This article is over 11 years, 3 months old
Peter Alexander, Thapelo Lekgowa, Botsang Mmope, Luke Sinwell and Bongani Xezwi
Issue 377

The killing of 34 strikers, platinum miners who were simply demanding a decent wage on 16 August 2012 by South African police shocked the world because it was reminiscent of the worst brutalities of apartheid.

This book was written as the Marikana Judicial Commission of Inquiry began in October 2012. It was written to tell the story of the strike and to counter the misinformation in the press that the police were “defending themselves” against an armed group of workers. Through a series of interviews the authors build a picture of the events which led to the moments when the strikers were shot.

Many of the interviews used by Peter Alexander were conducted by researchers while they were on the mountain examining the forensic evidence. The first killings occurred 200 metres from the National Union of Miners office. “Mineworker 10 said bluntly: ‘NUM shot its own people”

The reader is taken through the failed attempts at negotiations from the start of the strike to the climax of the massacre when the strikers were either shot by automatic gunfire in front of TV cameras or crushed by armoured vehicles.

The writers also use maps of the area and photographs of the injured and dead to make a case that both the police and government were responsible for the massacre. More chilling for me as a trade union member was the role of the NUM. Mineworker 10 insists “If the NUM had waited for our mandate none of this would have happened.”

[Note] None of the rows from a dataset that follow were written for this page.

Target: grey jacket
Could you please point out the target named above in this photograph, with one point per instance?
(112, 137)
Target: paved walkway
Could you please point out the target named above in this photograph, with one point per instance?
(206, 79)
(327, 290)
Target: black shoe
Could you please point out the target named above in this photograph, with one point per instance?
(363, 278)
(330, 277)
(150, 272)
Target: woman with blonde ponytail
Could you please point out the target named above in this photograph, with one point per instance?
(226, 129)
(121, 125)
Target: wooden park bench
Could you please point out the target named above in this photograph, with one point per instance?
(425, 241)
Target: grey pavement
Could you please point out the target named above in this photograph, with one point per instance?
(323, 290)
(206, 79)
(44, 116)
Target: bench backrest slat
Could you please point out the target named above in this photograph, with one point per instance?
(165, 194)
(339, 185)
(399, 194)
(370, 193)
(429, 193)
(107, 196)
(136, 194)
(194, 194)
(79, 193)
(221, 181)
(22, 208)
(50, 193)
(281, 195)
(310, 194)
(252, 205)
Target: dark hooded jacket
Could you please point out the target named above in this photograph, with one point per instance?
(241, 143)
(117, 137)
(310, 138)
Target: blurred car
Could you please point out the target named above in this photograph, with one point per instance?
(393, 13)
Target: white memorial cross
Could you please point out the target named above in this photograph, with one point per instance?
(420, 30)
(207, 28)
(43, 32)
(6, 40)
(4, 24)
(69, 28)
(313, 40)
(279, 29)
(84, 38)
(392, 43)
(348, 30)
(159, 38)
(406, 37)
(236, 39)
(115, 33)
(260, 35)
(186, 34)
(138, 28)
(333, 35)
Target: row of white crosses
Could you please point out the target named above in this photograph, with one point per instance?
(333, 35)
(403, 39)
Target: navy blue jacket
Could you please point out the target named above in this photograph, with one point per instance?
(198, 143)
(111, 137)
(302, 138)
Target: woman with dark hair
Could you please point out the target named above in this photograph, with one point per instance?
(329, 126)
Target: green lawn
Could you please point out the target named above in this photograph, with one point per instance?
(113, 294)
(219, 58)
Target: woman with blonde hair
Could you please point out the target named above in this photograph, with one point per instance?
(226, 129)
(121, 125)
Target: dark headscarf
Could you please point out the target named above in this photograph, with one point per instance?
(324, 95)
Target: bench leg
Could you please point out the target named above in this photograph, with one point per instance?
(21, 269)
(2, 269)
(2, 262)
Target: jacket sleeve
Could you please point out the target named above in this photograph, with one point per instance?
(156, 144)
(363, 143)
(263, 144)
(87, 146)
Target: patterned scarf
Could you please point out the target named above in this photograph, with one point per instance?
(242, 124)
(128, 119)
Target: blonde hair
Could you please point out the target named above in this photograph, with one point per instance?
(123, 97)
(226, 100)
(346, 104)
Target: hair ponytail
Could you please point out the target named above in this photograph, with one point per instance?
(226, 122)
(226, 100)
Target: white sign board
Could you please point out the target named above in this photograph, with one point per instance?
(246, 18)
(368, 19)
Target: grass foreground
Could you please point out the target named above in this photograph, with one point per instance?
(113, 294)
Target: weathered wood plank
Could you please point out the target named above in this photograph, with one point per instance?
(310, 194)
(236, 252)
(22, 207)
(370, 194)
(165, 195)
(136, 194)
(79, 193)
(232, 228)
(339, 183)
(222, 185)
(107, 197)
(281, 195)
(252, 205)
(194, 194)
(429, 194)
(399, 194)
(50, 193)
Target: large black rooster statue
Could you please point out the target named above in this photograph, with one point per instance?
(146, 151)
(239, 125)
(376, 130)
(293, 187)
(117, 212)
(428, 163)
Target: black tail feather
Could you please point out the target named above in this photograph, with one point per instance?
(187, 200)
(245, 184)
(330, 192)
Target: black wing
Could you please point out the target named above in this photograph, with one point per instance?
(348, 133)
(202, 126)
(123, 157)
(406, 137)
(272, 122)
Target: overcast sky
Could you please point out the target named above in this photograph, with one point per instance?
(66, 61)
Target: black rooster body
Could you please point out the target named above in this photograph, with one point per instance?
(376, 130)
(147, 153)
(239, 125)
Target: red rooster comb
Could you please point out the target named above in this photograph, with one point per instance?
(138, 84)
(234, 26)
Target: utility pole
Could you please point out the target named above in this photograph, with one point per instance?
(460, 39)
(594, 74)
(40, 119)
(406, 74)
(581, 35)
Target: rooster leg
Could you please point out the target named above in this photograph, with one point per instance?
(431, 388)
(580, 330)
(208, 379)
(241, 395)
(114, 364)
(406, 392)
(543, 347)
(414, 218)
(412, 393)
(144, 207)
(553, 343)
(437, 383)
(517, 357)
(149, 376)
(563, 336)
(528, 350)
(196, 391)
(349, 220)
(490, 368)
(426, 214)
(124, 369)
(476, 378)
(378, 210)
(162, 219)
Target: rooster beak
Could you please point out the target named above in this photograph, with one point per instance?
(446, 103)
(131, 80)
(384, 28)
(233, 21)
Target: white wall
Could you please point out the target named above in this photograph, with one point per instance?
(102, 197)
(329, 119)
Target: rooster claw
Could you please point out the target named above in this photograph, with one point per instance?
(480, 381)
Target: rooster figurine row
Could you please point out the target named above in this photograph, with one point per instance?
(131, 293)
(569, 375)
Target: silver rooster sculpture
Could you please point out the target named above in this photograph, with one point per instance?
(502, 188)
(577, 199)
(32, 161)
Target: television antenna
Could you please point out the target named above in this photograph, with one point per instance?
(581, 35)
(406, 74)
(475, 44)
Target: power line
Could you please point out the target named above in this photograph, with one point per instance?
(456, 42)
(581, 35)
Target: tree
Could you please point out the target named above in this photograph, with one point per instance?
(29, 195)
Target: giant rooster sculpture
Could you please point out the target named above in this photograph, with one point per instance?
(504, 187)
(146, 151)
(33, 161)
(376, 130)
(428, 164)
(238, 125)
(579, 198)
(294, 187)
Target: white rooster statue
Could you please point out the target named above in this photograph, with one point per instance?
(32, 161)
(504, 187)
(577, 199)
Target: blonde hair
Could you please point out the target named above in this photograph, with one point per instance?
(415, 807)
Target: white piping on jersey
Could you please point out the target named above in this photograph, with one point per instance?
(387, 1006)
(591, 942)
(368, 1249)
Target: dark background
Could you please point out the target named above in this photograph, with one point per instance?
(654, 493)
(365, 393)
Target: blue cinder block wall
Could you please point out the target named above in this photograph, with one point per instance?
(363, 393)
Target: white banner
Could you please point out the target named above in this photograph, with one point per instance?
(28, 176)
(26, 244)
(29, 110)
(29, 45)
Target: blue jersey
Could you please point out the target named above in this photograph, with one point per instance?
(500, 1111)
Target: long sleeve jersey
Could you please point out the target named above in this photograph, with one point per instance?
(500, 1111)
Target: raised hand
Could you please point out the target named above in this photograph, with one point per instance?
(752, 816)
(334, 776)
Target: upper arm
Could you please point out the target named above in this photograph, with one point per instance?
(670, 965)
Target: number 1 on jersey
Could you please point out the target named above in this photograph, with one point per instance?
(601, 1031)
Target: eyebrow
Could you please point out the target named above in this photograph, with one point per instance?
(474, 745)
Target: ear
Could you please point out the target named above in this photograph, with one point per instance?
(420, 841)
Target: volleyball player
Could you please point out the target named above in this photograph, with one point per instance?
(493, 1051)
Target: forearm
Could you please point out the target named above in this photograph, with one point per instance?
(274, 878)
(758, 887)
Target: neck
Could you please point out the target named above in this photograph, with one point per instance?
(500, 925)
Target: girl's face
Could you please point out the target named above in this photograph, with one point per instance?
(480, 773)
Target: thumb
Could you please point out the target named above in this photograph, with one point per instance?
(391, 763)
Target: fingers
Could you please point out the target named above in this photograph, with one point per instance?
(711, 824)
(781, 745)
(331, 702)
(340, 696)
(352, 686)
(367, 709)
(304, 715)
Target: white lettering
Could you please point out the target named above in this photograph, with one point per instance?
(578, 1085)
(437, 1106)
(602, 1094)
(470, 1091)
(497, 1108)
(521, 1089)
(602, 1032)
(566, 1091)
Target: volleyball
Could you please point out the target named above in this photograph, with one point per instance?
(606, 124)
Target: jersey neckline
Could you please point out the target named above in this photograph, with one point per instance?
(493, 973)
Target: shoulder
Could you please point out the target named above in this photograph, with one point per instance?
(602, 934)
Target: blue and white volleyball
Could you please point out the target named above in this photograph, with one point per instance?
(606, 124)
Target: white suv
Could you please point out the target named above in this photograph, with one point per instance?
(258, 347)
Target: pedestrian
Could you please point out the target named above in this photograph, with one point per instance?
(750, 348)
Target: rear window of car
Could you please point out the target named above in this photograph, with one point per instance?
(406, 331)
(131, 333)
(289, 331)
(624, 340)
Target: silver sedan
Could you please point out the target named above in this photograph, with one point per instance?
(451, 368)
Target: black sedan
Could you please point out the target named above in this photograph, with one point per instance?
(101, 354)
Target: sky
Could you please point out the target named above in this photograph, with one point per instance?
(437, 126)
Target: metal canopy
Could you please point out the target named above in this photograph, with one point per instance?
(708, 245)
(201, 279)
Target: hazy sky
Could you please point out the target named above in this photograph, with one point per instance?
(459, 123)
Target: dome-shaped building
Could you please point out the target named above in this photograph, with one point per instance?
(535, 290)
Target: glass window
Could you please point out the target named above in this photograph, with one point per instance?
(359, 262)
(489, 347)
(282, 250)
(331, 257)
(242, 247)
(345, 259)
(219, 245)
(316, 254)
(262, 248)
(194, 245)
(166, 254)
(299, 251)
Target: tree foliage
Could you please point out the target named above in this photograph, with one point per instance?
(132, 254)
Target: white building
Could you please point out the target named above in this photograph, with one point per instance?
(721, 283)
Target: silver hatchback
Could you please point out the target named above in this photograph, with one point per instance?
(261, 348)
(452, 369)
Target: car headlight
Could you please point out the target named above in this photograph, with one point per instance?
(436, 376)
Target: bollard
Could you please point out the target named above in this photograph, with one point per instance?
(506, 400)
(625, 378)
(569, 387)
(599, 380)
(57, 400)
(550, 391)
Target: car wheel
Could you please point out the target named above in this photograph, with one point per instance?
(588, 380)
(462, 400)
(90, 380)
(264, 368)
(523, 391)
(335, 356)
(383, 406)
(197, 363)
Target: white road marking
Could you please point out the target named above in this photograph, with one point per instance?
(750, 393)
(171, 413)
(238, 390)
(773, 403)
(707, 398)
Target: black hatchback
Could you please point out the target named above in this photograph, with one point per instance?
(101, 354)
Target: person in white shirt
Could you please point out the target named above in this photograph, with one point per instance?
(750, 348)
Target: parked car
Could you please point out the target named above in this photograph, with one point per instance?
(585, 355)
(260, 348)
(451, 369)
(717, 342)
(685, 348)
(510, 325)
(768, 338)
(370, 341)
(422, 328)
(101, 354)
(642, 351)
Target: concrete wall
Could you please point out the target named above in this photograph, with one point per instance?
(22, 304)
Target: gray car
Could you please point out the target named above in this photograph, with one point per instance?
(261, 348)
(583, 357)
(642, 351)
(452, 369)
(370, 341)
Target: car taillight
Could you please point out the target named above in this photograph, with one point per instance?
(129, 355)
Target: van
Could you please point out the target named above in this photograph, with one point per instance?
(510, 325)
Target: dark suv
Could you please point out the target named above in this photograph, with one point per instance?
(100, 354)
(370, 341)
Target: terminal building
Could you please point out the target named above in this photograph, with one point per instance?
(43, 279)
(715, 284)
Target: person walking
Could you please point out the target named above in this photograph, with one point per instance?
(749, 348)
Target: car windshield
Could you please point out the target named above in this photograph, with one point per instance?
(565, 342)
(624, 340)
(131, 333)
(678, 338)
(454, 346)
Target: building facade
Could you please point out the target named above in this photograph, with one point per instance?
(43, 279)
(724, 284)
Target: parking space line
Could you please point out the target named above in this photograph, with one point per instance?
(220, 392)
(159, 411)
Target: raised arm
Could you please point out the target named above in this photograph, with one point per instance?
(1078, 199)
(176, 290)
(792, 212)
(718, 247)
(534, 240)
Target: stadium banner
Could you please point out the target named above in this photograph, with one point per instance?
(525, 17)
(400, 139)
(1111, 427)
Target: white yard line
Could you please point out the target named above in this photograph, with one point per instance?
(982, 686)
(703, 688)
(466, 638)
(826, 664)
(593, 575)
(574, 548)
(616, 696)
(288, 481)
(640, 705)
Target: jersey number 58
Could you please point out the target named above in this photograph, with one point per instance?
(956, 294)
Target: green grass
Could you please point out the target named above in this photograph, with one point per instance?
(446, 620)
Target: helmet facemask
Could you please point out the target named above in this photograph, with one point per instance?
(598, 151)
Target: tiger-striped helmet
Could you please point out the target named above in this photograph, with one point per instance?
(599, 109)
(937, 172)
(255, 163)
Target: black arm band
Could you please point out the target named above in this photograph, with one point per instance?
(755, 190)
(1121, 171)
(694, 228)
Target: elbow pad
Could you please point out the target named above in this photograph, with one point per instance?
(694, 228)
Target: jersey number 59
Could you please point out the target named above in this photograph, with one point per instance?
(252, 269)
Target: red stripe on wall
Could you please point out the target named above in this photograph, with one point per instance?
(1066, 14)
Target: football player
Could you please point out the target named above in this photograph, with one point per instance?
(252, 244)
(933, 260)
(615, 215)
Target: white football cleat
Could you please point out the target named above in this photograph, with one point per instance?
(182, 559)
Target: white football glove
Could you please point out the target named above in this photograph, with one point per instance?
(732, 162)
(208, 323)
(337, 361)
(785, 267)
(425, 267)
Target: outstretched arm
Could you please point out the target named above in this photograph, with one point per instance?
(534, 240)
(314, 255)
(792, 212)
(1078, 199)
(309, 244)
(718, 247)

The interviews of ten miners some who were union representatives and others ordinary rock drillers are also helpful in understanding the unfolding of the strike , the development of the Association of Mineworkers and Construction Union (AMCU) as a union and the relationship between the AMCU and the NUM. The miners talk about their daily life, why they came to Marikana, the squalor of their living conditions and their struggle to survive working long hours. The descriptions of the pain at the loss of friends killed in the massacre is heart breaking. However the courage and tenacity of the workers throughout the period of the strike is both humbling and inspiring.

Peter Alexander, the South African Research Chair for Social Change and SWP member, concludes this extraordinary book with an analysis of the parties who are culpable in this massacre. He refers to a “triangle of torment” that connects Lonmin the mine owners, the police and the NUM and extends to the government as the key parties culpable. The book ends with a number of insightful suggestions of why the Marikana miners stayed on the hill despite the threat to their lives. If you want to find out how and why these workers stayed, fought and won read this book!